The social engineering attack surface manipulates people into sharing information they shouldn’t share, downloading software they shouldn’t download, visiting websites they shouldn’t visit, sending money to criminals, or making other mistakes that compromise their personal or organizational assets or security.

An organization should assess the risk to the sensitive data being processes by the system examining each of these attack surfaces.

Users could have access to highly sensitive data that enables a bypass of controls, such as encryption keys, or have the rights to perform highly privileged actions, such transfer large sums of money. Even when a system monitors users, they may abuse their rights resulting in catastrophic business consequences.

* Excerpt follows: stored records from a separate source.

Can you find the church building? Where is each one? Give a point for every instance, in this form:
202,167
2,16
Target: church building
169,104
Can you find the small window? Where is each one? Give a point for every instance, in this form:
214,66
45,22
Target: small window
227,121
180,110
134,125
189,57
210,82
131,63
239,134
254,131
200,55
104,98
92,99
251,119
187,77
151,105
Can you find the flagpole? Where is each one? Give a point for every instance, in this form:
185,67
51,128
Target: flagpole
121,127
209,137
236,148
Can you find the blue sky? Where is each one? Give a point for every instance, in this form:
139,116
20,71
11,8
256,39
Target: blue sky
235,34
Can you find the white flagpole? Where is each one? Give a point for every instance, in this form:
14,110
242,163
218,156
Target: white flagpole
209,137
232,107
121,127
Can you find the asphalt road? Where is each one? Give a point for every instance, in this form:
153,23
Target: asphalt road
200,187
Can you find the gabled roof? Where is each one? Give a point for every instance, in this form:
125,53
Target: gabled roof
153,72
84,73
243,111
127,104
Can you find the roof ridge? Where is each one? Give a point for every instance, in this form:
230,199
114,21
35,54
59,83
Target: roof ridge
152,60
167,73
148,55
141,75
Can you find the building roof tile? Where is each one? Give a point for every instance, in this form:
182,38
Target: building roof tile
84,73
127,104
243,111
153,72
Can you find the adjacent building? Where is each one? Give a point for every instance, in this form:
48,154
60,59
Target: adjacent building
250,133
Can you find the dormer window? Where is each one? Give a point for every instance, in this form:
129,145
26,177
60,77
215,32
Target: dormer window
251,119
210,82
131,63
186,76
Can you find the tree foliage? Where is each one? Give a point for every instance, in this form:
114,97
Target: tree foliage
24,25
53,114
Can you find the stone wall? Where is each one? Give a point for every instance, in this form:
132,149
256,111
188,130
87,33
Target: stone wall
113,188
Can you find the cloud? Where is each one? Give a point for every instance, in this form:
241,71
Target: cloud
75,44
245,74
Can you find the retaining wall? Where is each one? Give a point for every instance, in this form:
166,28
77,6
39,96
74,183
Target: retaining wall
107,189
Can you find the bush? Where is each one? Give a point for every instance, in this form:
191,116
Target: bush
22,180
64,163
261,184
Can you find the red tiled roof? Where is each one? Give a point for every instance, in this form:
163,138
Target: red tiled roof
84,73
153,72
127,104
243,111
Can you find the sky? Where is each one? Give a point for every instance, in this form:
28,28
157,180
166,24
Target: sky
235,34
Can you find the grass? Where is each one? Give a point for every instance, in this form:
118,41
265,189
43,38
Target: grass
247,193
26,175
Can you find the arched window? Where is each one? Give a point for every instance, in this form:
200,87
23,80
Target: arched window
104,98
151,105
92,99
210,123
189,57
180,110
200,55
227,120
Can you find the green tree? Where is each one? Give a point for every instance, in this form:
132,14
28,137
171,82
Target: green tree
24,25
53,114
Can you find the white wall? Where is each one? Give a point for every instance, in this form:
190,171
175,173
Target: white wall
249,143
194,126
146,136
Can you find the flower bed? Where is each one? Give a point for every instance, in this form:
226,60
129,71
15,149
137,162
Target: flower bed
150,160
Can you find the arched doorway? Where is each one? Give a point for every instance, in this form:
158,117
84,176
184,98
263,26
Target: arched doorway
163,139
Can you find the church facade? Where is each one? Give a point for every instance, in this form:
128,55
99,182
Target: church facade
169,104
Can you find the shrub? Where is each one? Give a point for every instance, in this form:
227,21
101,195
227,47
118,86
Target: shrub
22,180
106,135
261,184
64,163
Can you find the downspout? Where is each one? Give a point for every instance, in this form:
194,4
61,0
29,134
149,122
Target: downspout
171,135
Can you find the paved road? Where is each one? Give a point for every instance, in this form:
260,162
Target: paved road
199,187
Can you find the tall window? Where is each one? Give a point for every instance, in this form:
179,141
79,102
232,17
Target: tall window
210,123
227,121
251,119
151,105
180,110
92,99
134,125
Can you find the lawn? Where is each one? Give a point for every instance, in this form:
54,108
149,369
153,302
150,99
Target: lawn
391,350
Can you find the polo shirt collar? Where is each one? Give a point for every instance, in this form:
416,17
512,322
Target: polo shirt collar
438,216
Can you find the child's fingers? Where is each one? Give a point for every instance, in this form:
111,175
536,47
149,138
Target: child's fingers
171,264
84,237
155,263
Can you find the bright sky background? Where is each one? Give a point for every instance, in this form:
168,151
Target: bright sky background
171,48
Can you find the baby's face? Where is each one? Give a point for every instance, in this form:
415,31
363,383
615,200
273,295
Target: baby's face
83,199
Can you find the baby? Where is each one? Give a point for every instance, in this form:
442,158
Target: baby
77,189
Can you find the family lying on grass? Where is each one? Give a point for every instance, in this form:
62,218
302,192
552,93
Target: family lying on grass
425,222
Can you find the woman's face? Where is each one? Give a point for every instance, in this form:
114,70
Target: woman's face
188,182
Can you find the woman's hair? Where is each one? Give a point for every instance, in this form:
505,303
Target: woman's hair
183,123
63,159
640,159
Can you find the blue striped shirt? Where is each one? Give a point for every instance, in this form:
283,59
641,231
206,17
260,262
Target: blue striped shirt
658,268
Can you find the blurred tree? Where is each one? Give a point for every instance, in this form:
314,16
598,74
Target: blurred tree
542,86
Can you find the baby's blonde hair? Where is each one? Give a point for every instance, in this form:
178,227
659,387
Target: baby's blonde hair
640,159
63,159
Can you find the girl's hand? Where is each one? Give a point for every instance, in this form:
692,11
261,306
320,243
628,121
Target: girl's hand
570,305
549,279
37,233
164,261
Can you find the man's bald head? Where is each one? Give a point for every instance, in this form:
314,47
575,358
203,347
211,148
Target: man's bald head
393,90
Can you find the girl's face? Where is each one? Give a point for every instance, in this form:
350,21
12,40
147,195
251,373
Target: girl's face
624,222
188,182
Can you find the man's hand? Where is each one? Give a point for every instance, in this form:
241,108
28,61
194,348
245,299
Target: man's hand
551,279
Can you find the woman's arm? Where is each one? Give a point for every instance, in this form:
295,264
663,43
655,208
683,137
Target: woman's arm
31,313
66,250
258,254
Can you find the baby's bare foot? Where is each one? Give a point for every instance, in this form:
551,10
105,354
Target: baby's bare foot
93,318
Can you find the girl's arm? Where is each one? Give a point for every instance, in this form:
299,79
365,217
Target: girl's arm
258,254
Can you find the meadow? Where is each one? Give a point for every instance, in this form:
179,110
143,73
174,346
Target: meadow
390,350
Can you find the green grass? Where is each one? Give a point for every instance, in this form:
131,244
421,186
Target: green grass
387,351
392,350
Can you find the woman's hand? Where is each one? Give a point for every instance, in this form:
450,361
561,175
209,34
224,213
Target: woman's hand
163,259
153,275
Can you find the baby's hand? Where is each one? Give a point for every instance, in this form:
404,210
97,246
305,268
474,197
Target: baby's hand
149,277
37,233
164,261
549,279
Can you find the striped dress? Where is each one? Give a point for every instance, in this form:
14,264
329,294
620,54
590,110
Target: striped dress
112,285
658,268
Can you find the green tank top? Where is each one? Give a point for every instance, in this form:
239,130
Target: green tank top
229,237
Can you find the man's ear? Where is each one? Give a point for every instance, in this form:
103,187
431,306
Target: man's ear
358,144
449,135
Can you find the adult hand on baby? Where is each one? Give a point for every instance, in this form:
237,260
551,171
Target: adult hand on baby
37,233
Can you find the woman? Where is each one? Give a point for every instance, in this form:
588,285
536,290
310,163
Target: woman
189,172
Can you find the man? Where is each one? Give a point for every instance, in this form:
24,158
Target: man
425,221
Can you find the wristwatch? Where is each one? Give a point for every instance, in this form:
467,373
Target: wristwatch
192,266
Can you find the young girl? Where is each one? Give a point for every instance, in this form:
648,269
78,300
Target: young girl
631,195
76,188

Separation of duties is the principle that users with powerful access to data or actions require more than one user to complete the action. It provides an organization the ability to divide administrative functions across individuals without overlapping responsibilities, so that one user doesn't hold unlimited authority.

With activities such as managing encryption keys, the organization will require encryption key administrators to manage different parts of a key so that no single administrator has knowledge of the whole key. With business transactions, the application may require a person requesting a transaction to have one or more approvers for it to complete.

For some industries, a regulator may require separation of duties for powerful functions as a part of regulatory guidance. Separation of duties helps businesses comply with government regulations and simplifies the management of authorities.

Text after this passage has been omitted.